Actualizado a 22 de enero de 2026
ℹ️ Nota: este post refleja la situación alrededor de su fecha de publicación, abril de 2025, y puede no reflejar el contexto actual. Y aunque no está dentro de mi temática habitual, considero que tuvo influencia histórica en su día y por eso lo dejo publicado (pero no está indexado para mostrarse en los resultados de búsqueda).
Indignación ante las prácticas de espionaje en el sistema español que ahora resuenan con clamor (pero deben ser más antiguas que un monolito).
Las recientes revelaciones sobre operaciones de vigilancia indiscriminada y la falta de transparencia, han despertado una preocupación legítima sobre la protección de la privacidad y los derechos individuales.
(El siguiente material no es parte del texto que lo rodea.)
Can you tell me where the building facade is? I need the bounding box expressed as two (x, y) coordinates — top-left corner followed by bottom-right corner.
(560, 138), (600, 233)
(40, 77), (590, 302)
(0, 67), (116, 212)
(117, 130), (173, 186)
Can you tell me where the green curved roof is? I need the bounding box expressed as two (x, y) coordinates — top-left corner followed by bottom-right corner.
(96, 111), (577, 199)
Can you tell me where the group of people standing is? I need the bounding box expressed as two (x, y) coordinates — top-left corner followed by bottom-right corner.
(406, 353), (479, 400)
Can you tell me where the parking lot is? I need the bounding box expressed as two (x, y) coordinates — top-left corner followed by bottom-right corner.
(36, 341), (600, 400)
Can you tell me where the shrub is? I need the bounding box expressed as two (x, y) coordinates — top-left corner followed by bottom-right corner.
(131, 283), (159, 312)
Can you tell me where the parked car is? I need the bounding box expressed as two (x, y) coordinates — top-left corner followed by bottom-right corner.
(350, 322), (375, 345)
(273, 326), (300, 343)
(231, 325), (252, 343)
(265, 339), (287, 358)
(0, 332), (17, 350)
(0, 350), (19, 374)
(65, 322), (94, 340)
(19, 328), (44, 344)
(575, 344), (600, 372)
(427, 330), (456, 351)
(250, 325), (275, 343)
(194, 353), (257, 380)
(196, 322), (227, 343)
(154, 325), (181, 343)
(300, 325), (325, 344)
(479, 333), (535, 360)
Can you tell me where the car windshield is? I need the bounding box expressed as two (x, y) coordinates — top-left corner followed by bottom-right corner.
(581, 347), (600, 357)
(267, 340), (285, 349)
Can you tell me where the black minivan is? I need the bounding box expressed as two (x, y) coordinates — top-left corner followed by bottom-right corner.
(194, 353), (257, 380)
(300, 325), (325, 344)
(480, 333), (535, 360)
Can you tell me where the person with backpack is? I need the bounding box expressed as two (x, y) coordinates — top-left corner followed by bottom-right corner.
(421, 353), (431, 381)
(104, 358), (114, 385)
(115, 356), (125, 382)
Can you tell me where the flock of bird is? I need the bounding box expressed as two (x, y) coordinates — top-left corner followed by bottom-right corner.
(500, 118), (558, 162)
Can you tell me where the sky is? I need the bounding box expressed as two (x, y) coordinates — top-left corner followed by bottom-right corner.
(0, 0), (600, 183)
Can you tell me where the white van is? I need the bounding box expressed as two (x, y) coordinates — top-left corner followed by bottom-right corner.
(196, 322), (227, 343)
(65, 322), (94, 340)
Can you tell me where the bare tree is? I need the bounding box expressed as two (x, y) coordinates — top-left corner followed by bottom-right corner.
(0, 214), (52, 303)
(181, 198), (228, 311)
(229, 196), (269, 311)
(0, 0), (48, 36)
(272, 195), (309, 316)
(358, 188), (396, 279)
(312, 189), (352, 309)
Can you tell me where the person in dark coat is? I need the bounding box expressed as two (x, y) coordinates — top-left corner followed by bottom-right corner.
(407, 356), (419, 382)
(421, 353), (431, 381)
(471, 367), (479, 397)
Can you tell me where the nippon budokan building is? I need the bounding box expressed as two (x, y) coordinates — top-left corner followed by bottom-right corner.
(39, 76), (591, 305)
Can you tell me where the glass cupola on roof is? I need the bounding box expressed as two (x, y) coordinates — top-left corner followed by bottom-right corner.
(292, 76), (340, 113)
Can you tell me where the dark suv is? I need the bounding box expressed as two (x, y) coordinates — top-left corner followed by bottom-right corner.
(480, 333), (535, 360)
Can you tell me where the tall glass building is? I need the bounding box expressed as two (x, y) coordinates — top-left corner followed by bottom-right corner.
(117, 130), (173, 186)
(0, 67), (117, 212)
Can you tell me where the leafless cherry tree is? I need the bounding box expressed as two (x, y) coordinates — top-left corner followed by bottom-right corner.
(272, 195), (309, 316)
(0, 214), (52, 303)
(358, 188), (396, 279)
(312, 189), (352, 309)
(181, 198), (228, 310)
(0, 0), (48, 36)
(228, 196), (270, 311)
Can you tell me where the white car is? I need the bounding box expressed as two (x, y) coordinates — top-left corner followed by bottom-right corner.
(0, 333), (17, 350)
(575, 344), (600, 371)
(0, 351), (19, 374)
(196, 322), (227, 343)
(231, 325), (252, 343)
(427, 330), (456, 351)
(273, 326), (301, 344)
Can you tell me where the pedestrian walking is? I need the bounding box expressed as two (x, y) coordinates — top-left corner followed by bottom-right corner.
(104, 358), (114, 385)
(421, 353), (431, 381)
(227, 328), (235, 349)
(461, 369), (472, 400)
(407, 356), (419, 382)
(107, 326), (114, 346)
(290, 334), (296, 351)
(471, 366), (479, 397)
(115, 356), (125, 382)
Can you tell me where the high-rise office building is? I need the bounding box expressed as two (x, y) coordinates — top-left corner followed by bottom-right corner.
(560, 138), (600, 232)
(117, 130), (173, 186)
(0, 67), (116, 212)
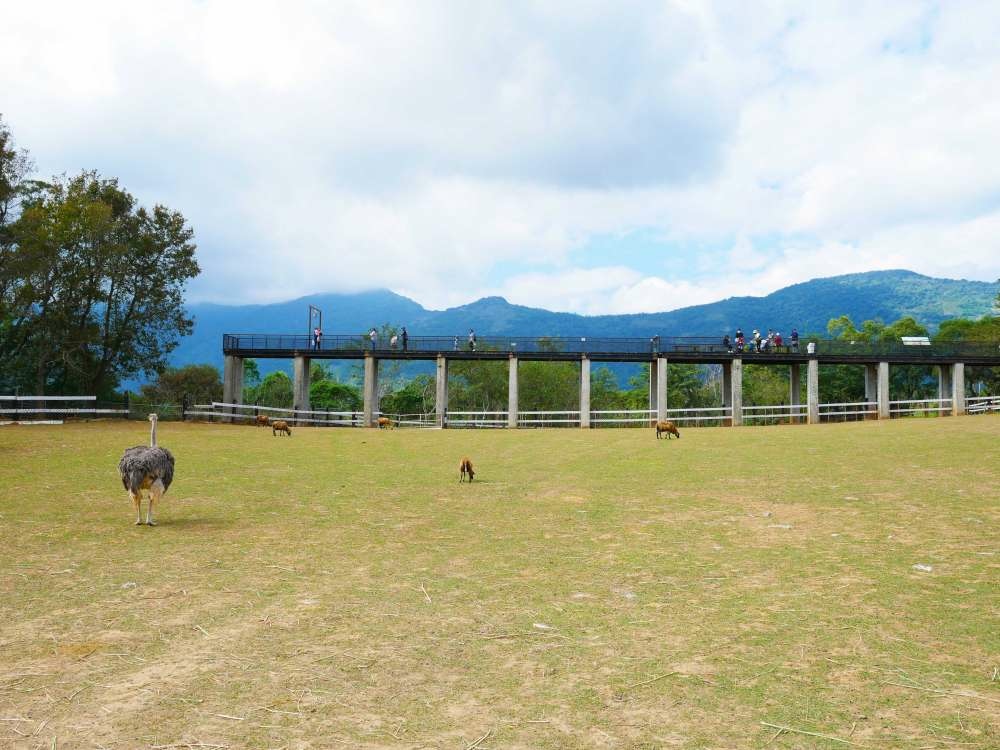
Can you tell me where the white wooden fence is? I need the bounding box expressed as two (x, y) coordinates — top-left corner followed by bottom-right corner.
(0, 396), (128, 424)
(184, 396), (1000, 428)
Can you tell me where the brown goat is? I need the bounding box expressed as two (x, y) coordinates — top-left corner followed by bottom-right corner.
(458, 456), (476, 482)
(656, 422), (681, 440)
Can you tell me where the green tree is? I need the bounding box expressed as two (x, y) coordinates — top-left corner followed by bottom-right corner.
(0, 167), (199, 395)
(381, 375), (434, 414)
(254, 370), (294, 409)
(243, 359), (260, 392)
(309, 378), (362, 411)
(141, 365), (222, 404)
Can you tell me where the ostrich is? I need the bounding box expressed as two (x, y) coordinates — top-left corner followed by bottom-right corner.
(118, 414), (174, 526)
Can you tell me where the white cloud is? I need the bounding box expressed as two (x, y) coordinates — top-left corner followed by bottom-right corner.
(0, 0), (1000, 313)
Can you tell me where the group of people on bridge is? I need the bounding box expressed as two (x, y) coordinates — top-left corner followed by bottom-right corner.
(722, 328), (799, 354)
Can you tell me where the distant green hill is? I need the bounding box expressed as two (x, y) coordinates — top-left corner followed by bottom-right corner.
(172, 271), (1000, 374)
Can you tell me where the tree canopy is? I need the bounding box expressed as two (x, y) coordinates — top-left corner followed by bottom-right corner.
(0, 116), (200, 395)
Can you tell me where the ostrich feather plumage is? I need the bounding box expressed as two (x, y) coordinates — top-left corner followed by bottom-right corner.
(118, 445), (174, 493)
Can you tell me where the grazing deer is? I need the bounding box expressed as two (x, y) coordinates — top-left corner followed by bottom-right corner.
(458, 456), (476, 482)
(656, 422), (681, 440)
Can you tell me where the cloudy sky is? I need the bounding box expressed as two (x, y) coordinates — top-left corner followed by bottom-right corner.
(0, 0), (1000, 313)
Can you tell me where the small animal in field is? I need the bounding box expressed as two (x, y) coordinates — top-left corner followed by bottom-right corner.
(458, 456), (476, 482)
(656, 422), (681, 440)
(118, 414), (174, 526)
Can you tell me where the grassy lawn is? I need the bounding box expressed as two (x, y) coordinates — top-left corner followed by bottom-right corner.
(0, 417), (1000, 750)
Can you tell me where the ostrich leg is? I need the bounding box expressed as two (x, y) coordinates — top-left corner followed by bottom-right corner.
(129, 490), (142, 526)
(146, 480), (163, 526)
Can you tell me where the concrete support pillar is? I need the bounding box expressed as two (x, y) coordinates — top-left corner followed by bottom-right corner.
(362, 353), (378, 427)
(865, 365), (878, 419)
(222, 354), (243, 422)
(937, 365), (955, 417)
(876, 362), (890, 419)
(649, 359), (660, 414)
(722, 362), (733, 424)
(806, 359), (819, 424)
(788, 362), (802, 424)
(723, 359), (743, 427)
(292, 356), (311, 424)
(656, 357), (667, 422)
(951, 362), (965, 417)
(434, 354), (448, 428)
(507, 354), (517, 428)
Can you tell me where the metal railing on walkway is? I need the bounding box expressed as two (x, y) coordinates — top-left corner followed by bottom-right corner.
(222, 333), (1000, 363)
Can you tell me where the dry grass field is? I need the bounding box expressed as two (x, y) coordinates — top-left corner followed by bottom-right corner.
(0, 417), (1000, 750)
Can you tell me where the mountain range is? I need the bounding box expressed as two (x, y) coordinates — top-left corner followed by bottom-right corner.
(171, 270), (1000, 370)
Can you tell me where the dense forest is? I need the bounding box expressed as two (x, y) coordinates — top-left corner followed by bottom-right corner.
(0, 120), (199, 398)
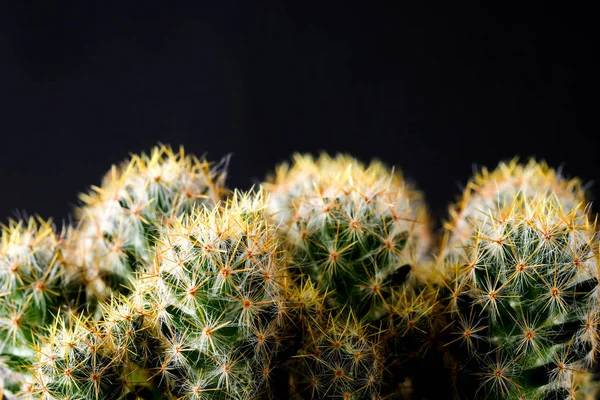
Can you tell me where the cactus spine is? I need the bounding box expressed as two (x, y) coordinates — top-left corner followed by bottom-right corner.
(443, 163), (600, 399)
(265, 154), (438, 399)
(0, 218), (85, 395)
(141, 192), (285, 399)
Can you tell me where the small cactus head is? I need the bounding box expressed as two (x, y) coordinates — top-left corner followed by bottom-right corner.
(71, 145), (226, 299)
(0, 218), (85, 394)
(443, 158), (586, 252)
(21, 316), (125, 400)
(438, 194), (600, 399)
(290, 312), (384, 400)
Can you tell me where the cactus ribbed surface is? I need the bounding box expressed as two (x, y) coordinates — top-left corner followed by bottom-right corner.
(70, 145), (226, 300)
(266, 155), (431, 320)
(444, 158), (586, 252)
(446, 194), (600, 399)
(265, 154), (440, 399)
(21, 316), (125, 400)
(0, 145), (600, 400)
(142, 192), (285, 399)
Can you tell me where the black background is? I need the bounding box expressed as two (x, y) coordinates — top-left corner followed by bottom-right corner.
(0, 1), (600, 228)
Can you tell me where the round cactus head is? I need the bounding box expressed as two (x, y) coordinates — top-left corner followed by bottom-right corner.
(71, 145), (226, 299)
(444, 159), (586, 255)
(0, 218), (85, 389)
(147, 192), (285, 399)
(265, 155), (431, 319)
(20, 316), (126, 400)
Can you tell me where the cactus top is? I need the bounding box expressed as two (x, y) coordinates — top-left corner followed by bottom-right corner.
(447, 195), (600, 399)
(446, 158), (586, 253)
(0, 218), (85, 396)
(72, 146), (226, 297)
(145, 193), (285, 399)
(265, 154), (431, 318)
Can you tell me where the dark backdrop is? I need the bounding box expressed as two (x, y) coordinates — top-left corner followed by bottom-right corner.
(0, 1), (600, 227)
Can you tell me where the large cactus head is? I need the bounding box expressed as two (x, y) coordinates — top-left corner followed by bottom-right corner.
(290, 312), (385, 400)
(71, 145), (225, 298)
(446, 194), (600, 399)
(141, 192), (285, 399)
(265, 155), (430, 319)
(20, 316), (127, 400)
(444, 158), (586, 252)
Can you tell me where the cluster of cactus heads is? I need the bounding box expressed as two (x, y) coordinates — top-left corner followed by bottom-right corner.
(0, 145), (600, 400)
(72, 146), (225, 301)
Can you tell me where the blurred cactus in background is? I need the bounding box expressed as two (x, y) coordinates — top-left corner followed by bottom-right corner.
(266, 155), (432, 320)
(265, 154), (442, 399)
(0, 145), (600, 400)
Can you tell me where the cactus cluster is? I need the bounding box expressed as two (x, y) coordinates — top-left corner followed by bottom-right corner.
(0, 145), (600, 400)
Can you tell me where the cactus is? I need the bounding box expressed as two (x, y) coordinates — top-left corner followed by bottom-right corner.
(0, 218), (84, 396)
(265, 155), (431, 320)
(137, 192), (285, 399)
(380, 284), (452, 399)
(443, 158), (586, 252)
(438, 194), (600, 399)
(20, 315), (126, 400)
(291, 312), (384, 399)
(69, 145), (226, 301)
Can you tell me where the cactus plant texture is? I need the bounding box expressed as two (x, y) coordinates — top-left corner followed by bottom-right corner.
(70, 145), (226, 300)
(0, 218), (85, 393)
(21, 315), (125, 400)
(137, 192), (285, 399)
(446, 193), (600, 399)
(444, 158), (586, 252)
(265, 154), (431, 320)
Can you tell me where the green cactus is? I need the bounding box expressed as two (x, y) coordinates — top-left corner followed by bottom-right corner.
(20, 316), (126, 400)
(68, 145), (226, 301)
(445, 194), (600, 399)
(0, 218), (85, 396)
(265, 155), (431, 320)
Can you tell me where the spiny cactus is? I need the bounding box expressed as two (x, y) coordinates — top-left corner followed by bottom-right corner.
(0, 218), (85, 393)
(265, 155), (431, 320)
(69, 145), (226, 300)
(139, 192), (292, 399)
(20, 316), (126, 400)
(444, 158), (586, 252)
(291, 312), (384, 399)
(98, 281), (164, 399)
(438, 194), (600, 399)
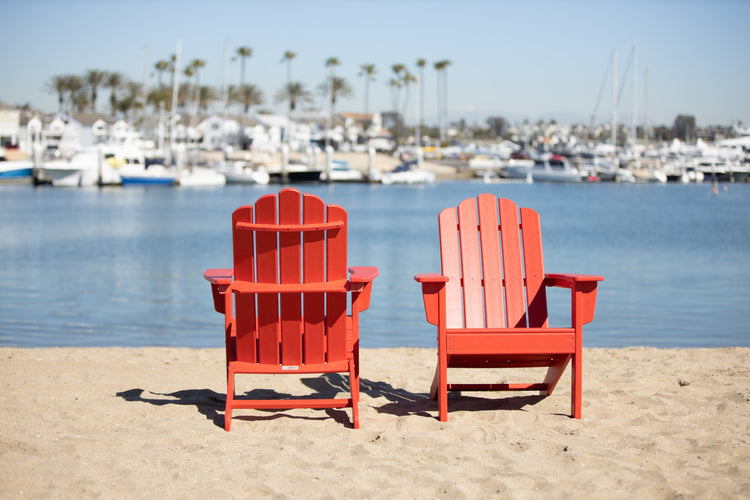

El espionaje, en cualquier contexto, representa una amenaza a la confianza entre los ciudadanos y las instituciones.
Cuando estas prácticas se llevan a cabo sin el debido control judicial o en ausencia de una justificación clara, el daño a la democracia es profundo e irreversible.
Es fundamental que las autoridades rindan cuentas y que se establezcan mecanismos efectivos para garantizar la supervisión de los servicios de inteligencia.
La sociedad exige respuestas claras, reformas estructurales y un compromiso real con la defensa de los derechos fundamentales.
Porque la privacidad no es un lujo, es un derecho. Y ante su vulneración, la indignación no solo es comprensible, sino necesaria.